建物は本当に素晴らしい。文化財の旅館が好きな人なら嬉しくて館内をぐるぐる歩き回ってしまいそう。一方で、食事も価格と比較すると良いと思うが、使っている食器などが陶器ではなく割れないメラミン?プラスチック?そんな感じで、ギャップにクスっとしてしまうとともに、こういうところで経費を削減しているんだなぁと思ったり。




お風呂は夜に男女入替の内湯と貸切風呂があり、モニタープランの客室が部屋風呂付きだったので、滞在中4ヵ所に入浴した。順番は女湯、貸し切り、部屋風呂、男湯(朝風呂のタイミングで女湯になる)。


まず女湯。他のお風呂も同じだが、最初からちょうど良く加水されて適温になった温泉が注がれている。浴槽内からの注入スタイル。

お湯の色は無色透明。この時に入ったますとみ旅館、箱根路 開雲、大和館と比較して、泉質はどれもアルカリ性単純泉だが、一番ここがとろみを感じた。感触は厚手のビニールのように滑りつつ、キュッと止まる。においは少し塩素消毒臭。

女湯の浴槽は窓の脇にあり広々。古風な窓の作りもいい。窓の外には石燈籠。


お風呂のデザインに一番驚いたのは貸切風呂。イタリア製の大理石で浴室が作られていて、ライン状に入った市松模様などの柄がまたお洒落。レトロ可愛い。貸切風呂の使い方だが、夕方から夜は30分単位で予約制。翌朝は空いていれば、自分で鍵を掛けて自由に使える。


部屋風呂の前に男湯を紹介するが、黒御影石の浴槽で、インフィニティな感じ。


なお、男湯・女湯の内湯の洗い場は昔風で、かつそこはかけ流しだと記載されている。シャワーも一つだけあるが、基本的にはその昔ながらの洗い場を使うことになる。そこもまた文化財の旅館だと思うと楽しい。


最後に泊った部屋。「金時」という客室で、角部屋。ただの角部屋ではない。塔ノ沢一の湯本館は蛇行する早川に張り出すように建てられていて、「金時」の広縁は、カーテンを開けるとまるで川の流れの上に自分が立っているような錯覚に陥る。


いや本当にこの広縁凄いんだって。川の流れを実感するので、とても贅沢でドキドキする。

部屋風呂は露天風呂じゃないけど川に面してある窓を開け放てば半露天風呂気分。広縁とあわせてとても良いお部屋に泊まらせていただいた。思っていた以上の感激だった。

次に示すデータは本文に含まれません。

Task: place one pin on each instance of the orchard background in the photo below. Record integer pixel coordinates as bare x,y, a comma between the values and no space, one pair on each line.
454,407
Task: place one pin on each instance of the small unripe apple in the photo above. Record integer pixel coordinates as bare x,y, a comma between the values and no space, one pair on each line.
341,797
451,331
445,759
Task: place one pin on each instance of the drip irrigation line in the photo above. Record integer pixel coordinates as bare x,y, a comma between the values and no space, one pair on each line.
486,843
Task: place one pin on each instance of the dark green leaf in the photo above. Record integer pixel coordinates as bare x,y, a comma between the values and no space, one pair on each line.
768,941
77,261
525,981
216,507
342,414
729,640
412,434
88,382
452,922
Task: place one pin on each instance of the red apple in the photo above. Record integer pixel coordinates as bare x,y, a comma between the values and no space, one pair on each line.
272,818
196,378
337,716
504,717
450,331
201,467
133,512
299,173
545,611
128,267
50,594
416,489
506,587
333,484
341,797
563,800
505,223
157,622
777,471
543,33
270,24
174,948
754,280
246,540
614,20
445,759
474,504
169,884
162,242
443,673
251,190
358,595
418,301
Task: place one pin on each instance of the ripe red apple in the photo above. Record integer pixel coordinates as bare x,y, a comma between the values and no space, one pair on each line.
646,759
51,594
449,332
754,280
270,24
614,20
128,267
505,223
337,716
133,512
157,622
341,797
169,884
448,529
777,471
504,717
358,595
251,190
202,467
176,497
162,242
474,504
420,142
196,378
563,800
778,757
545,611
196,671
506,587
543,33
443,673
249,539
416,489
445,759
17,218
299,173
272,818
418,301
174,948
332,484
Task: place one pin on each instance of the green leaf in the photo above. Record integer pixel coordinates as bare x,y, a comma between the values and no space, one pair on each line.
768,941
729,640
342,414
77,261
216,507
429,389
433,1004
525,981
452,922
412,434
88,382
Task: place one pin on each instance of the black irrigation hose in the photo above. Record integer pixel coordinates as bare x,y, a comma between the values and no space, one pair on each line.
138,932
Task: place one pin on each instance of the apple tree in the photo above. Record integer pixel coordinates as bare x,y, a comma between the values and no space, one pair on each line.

というわけで、私が「塔ノ沢一の湯本館」で感激したことベスト3は、客室「金時」の広縁、貸切風呂、文化財の館内だった。

なお、一の湯グループの宿に泊れば、他の一の湯グループのお風呂に立ち寄り入浴できる(ICHI-VILLAを除く)。この時は箱根路 開雲に湯めぐりで入浴した。2021年には仙石原エリアの「仙石原品の木一の湯」と「すすき野原一の湯」は入浴済み。